Work in situ
The notion of work in situ, as Daniel Buren uses it to describe his art since 1965, means that the work is site-specific; it cannot be envisaged without the setting that it was designed for and built in.
This postulate and method emerged at a time when Buren was experimenting with painting. He quickly realised that “the painting’s surroundings […] always seem richer and more important than the painting itself.” But the decisive nature of the context is often overlooked, ignored or just silently accepted because of “the work’s so-called independence” (it supposedly has an intrinsic content which behaves in the same way under all circumstances). Daniel Buren objects to this idea. He believes that the surroundings have a powerful, unspoken influence on the work: museums in particular impose their constraints and their underlying implications, which are almost always in profound contradiction with the works on display.

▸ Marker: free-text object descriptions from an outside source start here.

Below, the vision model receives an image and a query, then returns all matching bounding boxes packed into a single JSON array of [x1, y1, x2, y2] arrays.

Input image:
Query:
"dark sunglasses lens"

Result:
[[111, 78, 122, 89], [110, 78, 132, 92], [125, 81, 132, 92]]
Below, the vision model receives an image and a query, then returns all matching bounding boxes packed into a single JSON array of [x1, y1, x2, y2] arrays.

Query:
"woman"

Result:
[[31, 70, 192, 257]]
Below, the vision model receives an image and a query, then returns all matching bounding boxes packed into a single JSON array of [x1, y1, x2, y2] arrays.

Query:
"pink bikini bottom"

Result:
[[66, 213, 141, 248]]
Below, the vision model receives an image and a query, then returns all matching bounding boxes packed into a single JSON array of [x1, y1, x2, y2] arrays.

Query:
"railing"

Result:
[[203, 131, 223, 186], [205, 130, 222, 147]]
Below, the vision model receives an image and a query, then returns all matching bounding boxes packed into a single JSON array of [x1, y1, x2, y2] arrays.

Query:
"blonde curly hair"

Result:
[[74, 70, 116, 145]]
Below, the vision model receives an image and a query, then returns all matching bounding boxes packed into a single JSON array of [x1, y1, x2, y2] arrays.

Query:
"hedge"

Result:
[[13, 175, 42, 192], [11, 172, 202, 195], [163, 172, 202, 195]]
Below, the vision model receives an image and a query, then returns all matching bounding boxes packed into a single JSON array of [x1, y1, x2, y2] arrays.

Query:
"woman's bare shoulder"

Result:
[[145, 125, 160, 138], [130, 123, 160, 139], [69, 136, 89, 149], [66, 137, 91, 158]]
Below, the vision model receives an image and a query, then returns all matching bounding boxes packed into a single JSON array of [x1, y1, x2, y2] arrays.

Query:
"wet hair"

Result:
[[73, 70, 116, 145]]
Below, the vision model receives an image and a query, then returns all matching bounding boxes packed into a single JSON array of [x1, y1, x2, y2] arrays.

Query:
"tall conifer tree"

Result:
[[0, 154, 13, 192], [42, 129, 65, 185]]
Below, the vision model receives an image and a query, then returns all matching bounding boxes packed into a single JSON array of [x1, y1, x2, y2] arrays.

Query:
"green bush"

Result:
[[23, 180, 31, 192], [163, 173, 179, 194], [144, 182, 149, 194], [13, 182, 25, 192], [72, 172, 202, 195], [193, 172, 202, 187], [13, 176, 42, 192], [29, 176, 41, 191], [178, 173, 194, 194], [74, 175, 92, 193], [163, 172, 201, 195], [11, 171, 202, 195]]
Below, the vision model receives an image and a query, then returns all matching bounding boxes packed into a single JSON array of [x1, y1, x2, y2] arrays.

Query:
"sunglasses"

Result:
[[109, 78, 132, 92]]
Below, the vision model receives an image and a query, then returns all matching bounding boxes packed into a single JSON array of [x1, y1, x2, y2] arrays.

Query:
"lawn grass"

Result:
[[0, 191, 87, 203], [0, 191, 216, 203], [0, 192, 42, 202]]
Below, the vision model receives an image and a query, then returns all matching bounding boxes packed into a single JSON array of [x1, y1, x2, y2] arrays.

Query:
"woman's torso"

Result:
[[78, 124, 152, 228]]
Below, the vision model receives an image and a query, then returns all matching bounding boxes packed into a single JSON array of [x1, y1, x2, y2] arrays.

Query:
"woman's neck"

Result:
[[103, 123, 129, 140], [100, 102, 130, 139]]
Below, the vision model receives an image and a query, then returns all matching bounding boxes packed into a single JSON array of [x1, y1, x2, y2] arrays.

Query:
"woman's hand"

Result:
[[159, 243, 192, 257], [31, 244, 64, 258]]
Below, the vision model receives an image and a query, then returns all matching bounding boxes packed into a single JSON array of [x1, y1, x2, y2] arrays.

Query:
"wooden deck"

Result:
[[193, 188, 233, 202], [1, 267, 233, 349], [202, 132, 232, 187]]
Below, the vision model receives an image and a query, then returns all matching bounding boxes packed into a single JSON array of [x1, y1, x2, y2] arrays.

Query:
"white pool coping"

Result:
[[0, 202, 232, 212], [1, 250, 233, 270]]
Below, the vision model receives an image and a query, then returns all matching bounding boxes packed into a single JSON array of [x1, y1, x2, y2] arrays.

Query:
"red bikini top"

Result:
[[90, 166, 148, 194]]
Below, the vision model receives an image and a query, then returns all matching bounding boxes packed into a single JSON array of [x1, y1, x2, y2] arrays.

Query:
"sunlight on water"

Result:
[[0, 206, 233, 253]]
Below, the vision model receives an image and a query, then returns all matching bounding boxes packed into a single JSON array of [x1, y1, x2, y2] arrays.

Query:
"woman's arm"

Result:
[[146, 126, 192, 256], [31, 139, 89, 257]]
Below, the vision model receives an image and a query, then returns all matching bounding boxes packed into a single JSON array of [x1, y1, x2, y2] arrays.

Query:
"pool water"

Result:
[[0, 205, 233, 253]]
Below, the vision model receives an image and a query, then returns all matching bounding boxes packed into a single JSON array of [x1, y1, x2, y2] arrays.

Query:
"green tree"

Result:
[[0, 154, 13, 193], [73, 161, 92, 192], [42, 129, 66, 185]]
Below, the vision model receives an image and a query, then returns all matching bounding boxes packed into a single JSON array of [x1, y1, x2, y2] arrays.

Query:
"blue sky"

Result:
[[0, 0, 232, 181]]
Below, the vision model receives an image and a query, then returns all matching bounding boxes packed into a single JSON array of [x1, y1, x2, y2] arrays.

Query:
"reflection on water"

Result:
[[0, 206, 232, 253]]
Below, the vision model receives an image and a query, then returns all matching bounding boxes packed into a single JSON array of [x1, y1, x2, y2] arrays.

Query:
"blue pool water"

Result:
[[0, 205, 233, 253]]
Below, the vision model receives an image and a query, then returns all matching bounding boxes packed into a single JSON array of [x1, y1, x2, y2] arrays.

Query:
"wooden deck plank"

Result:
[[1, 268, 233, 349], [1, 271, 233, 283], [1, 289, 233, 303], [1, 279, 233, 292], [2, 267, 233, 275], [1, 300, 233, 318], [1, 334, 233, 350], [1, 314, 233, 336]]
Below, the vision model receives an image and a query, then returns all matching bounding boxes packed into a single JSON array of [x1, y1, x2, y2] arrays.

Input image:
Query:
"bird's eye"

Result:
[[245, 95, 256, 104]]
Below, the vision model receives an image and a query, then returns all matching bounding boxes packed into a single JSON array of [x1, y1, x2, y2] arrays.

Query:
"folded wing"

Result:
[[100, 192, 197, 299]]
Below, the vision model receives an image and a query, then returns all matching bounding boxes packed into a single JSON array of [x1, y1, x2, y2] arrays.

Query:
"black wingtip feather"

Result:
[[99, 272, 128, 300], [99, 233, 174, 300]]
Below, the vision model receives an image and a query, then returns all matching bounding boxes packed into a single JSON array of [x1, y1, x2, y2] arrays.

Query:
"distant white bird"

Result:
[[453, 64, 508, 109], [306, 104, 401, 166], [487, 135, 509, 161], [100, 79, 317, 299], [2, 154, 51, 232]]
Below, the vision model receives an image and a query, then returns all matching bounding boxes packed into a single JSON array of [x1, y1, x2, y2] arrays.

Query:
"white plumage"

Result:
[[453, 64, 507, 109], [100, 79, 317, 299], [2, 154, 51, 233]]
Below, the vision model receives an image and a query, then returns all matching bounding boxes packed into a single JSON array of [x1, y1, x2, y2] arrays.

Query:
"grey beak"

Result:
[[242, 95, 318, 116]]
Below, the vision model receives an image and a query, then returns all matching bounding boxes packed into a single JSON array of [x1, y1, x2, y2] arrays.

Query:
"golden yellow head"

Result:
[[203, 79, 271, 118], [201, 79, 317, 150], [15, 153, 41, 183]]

Through the idea of work in situ, he tries to reverse this relationship so that the art work transforms the place or at least reveals exactly what it is and what influence it has. The principle is simple: the work’s design, construction and exhibition must be deduced from the site and done on the spot. This method means doing without a studio and refusing the usual formats (canvases that can be transported from one exhibition to another, photos, films, three-dimensional objects, and so on.)
Daniel Buren therefore goes from place to place without knowing in advance what he will do there. His official biography just says he “lives and works in situ”: what counts is making, seeing and experimenting in the place itself. Each installation is unique and is demolished when the exhibition closes (except for long-term commissions), because it cannot be installed anywhere else (the “situated works” are the sole exception). Every work by Daniel Buren is inseparable from its site, acting sometimes in osmosis and sometimes in opposition.
Working in situ, is a way of questioning the artist’s supposed freedom and, more importantly, revealing the unsuspected but significant features of the site, giving a new vision of both the place and the work, which is broadened and perhaps liberated by the process.